The agenda included business start up basics, understanding financial statements, business marketing and credit and debt management. The host – the NAACP. The program - TILT Forward: Keeping the Dream Alive on Main Street for Micro-businesses – was the first of its kind in Alabama. The conference was a collaboration co-hosted by Florida based, Community Enterprise Investments, Inc. (CEII) and Washington D.C. based, Association of Enterprise Opportunity (AEO), “the voice of micro-enterprise”. The purpose of TILT, according to promotional material, was to “inspire would be entrepreneurs” and “improve business performance or access to capital”. President of AEO, Connie Evans, added to the objectives of the conference commenting that “It boils down to leveling the playing field by giving them (micro-businesses) the access they need and deserve”.
Grover Brown, Jr., loan officer representing CEII, described the event as a major push in the south east region for micro-enterprise, small business and entrepreneurism. CEII has a particular interest in developing small business through providing finance, often difficult to come by for start-up businesses. CEII also hoped to facilitate relationships outside of Florida with its participation in the conference.
Alabama already boasts a healthy and micro-enterprise and small business start up rate. The SBA Office of Advocacy, in a February, 2013 news release, reports a 16.3 percent improvement in self-employment in Alabama over the last decade with minority self-employment seeing the largest growth. Women started businesses at about half the rate of men. The report also reported that small businesses in Alabama account for 49 percent of private sector workers. The report named small business as key to Alabama’s economic recovery.

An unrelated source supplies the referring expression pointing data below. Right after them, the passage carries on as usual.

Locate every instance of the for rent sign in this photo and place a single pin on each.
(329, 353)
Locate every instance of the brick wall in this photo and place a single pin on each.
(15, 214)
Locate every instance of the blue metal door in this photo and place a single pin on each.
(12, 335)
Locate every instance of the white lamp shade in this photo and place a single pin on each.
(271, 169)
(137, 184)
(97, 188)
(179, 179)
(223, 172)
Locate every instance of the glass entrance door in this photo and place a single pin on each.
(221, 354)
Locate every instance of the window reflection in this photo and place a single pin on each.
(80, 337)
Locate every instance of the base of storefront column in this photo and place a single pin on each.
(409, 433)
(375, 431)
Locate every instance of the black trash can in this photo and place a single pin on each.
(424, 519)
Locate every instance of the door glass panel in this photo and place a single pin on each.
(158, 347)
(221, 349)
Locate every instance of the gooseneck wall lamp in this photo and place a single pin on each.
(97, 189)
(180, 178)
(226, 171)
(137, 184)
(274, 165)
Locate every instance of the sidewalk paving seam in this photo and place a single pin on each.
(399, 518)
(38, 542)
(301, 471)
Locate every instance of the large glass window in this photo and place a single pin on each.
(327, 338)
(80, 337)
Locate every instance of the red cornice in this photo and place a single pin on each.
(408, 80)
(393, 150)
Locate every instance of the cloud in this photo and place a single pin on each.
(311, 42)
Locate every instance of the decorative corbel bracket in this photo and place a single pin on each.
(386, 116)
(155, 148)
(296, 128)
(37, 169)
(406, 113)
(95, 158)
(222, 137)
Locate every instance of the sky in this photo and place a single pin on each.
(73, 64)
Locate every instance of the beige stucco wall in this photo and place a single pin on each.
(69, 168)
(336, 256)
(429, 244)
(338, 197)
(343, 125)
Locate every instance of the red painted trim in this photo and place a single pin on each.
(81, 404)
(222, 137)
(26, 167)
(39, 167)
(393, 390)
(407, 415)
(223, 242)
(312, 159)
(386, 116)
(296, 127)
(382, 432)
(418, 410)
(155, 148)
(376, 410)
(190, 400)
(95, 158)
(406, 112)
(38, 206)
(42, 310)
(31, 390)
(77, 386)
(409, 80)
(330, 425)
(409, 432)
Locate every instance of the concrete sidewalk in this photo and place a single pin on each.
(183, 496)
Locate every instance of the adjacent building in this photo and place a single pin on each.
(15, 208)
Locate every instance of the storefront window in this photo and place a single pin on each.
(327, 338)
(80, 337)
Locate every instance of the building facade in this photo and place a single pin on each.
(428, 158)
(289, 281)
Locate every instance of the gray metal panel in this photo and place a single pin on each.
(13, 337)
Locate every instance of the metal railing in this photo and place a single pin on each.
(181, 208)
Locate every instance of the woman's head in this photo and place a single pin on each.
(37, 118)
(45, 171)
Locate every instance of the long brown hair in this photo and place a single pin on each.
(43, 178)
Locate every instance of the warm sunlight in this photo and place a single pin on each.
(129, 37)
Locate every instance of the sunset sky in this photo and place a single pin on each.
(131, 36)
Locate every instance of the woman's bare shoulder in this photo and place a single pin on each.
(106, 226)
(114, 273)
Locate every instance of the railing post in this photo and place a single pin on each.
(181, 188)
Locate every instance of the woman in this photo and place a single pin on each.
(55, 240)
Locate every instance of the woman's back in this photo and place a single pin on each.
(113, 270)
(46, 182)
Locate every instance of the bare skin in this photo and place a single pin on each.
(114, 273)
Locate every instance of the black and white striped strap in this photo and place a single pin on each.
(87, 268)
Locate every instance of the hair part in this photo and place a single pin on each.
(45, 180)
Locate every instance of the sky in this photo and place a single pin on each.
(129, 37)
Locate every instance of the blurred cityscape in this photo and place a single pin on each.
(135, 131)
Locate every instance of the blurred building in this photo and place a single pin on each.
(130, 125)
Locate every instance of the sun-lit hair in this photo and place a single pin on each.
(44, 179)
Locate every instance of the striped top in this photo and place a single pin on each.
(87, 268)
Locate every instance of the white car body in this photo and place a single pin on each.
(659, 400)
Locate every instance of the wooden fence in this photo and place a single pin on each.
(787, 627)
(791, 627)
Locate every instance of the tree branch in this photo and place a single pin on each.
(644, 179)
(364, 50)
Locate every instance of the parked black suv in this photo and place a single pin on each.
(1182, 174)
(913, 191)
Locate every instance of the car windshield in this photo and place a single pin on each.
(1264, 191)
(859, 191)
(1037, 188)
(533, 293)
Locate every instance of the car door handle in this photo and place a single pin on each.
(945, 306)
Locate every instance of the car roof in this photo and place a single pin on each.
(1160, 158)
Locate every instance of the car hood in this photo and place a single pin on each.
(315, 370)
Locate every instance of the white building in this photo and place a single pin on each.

The NAACP - best known for its civil rights activism - intends to move forward with more conferences like TILT. According to Bernard Simelton, president of the Alabama State Conference of the NAACP, economic growth has always been an NAACP focus. Now that legal foundation for equal access has been laid, education and mentorship in business start-up is appropriate and possible, he said. Although no definite dates have been determined, the national office of the NAACP is in talks with Wells Fargo and Bank of America to host additional seminars. “We want to expand the micro-business sectors.” Simelton says. “It’s in our national mission statement.”